Ancient and contemporary Buddhist monastics throughout the world have lived on the generosity of others as they walked from grove to grove, community to community, serving those in need and teaching the buddhadharma to those who would listen. Today, one Black gender-nonbinary “nunk”, Sister Clear Grace Dayananda, has left the relative safety of their monastery to take service and teaching out of “cloisturedness” to the open streets in the South by converting an old van into a traveling monastery, and taking it on the road for the welfare of others. Why take this risk? In this time and country, will Sister Clear Grace find sustaining generosity for this mission from Buddhists and non-Buddhists? What can be gained by being with a Black Buddhist monastic defying gender norms talking about racial, gender, capitalistic and other forms of oppression?

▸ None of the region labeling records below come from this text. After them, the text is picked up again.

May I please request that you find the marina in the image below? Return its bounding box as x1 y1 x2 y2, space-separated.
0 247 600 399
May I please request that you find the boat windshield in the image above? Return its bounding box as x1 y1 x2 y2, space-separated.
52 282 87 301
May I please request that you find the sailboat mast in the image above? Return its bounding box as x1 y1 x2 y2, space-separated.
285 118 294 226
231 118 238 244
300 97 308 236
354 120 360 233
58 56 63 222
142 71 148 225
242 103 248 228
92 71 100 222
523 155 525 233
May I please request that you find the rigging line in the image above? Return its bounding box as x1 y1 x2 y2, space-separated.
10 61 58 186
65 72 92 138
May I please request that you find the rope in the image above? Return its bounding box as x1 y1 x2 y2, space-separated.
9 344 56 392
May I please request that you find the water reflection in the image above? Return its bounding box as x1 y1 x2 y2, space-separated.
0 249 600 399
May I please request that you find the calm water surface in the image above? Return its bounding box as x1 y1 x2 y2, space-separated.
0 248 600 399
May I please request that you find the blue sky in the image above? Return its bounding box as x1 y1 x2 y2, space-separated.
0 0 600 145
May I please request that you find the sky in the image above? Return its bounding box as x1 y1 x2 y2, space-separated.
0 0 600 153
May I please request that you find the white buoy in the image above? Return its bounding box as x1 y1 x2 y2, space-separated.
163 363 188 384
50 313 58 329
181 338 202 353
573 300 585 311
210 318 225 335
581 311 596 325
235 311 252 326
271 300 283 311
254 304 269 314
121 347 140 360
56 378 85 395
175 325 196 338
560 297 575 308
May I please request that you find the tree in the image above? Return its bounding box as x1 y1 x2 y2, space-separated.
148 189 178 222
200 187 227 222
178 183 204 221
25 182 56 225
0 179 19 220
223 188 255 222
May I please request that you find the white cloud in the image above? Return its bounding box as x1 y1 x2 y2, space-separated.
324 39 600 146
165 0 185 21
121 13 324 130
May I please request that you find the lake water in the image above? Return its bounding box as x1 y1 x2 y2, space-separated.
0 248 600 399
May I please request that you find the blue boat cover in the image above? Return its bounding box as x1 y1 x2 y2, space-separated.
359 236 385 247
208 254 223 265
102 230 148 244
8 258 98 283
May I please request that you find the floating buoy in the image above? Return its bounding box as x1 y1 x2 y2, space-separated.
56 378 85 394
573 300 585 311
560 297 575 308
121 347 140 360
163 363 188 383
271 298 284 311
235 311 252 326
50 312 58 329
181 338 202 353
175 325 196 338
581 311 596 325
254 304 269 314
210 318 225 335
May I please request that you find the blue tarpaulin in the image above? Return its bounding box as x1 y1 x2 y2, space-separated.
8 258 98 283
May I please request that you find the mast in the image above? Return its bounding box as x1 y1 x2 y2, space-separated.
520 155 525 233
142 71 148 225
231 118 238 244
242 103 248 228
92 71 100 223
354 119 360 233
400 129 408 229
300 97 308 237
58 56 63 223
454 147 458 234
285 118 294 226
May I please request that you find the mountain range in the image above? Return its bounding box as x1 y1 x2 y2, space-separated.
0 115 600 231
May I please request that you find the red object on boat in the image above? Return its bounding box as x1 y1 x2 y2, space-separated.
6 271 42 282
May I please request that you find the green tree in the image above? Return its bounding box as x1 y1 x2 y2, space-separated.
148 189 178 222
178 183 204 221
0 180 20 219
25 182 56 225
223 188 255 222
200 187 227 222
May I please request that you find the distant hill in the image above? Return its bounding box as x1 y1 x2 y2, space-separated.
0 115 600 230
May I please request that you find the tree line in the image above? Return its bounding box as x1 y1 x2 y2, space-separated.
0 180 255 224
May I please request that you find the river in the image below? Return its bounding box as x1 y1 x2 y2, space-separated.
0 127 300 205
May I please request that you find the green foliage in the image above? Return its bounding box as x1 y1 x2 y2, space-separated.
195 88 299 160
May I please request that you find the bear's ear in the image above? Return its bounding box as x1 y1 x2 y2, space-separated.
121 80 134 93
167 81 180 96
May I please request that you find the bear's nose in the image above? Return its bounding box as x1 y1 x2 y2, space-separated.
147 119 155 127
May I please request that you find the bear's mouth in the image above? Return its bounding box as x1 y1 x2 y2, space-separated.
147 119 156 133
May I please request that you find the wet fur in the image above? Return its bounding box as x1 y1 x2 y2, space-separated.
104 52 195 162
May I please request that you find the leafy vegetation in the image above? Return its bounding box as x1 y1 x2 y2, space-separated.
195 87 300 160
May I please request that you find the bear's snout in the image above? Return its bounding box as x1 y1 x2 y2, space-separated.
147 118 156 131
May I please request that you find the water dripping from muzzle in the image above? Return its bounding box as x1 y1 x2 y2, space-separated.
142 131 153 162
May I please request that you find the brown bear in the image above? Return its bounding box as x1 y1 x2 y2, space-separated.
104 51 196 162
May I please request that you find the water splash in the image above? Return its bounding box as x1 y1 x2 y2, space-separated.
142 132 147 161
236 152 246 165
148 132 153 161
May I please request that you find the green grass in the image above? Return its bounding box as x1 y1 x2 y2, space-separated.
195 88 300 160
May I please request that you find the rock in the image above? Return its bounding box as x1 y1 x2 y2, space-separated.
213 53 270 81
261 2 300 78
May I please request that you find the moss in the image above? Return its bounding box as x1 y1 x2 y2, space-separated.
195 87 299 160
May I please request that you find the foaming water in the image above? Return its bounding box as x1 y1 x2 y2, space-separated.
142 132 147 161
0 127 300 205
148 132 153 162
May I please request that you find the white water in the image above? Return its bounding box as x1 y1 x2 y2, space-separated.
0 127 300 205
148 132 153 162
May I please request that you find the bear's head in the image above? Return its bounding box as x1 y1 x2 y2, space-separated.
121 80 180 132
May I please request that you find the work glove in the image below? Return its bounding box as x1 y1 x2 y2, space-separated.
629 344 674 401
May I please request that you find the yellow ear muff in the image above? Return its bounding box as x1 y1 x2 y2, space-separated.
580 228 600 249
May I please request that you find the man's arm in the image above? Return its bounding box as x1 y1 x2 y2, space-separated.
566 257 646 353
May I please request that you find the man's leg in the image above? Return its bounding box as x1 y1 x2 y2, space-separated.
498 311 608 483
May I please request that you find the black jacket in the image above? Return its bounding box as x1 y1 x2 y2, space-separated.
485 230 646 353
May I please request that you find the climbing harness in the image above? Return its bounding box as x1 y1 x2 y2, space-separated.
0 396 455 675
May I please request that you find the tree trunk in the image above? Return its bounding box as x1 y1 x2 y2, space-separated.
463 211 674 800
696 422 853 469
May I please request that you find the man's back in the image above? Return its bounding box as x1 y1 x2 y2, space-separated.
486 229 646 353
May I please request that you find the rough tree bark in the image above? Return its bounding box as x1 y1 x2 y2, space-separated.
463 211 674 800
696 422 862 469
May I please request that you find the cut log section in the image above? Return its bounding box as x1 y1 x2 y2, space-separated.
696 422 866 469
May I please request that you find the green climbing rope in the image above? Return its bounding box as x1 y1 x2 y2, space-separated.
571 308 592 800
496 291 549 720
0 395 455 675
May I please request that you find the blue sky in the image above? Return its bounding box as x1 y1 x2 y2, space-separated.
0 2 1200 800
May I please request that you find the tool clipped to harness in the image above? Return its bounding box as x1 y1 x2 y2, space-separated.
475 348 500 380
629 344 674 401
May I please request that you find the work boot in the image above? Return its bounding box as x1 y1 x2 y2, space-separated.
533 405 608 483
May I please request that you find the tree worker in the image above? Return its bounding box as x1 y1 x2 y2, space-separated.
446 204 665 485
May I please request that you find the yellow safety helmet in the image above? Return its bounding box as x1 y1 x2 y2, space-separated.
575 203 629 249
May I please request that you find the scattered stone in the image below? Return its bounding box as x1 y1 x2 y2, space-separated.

What potential does this expression of Buddhist community building – a temple on wheels — have for healing? How will Sister Clear Grace, in monastic robes, be impacted by the people she encounters and those who refuse to engage?
—Pamela Ayo Yetunde
Pamela Ayo Yetunde: I’d like to know more about how you came to be who you are at this moment. Growing up as a Black girl in the United States, I didn’t know anything about Buddhist monastics, and therefore had no vision of what it could mean for me to be a Black woman practicing Buddhism. How did you discover the dharma?
Sister Clear Grace: I was born in Seaside, California, near Monterey Bay, to a 17-year-old single mother. Growing up as a multiracial mixed person, I was always chasing and looking for a place to fit in. My mother is of Irish and Mexican descent, and my father, who wasn’t in the picture from the beginning, is African American. We moved from place to place three to four times a year, mostly running from domestic violence — running from one situation and relationship to the next.
I had it all. I had the cars, the house, and the career, but it felt like a superficial way of living.
I spent my later years in Southern California. When I was 35, I moved to southern Louisiana after Hurricane Katrina. That’s when things started unfolding for me, and I began making that greater turn from Christianity to Buddhism.
Pamela Ayo Yetunde: I don’t know if there are a lot of people who move to where a disaster just occured, but you chose to do that after Katrina.
Sister Clear Grace: I was called to do that. In that world of samsara of chasing relationships, I was married and then divorced. I lost my very best friend. I’d lost my younger sister at the age of 14. These great sufferings were actually points in my life that I see now as turning points toward the dharma.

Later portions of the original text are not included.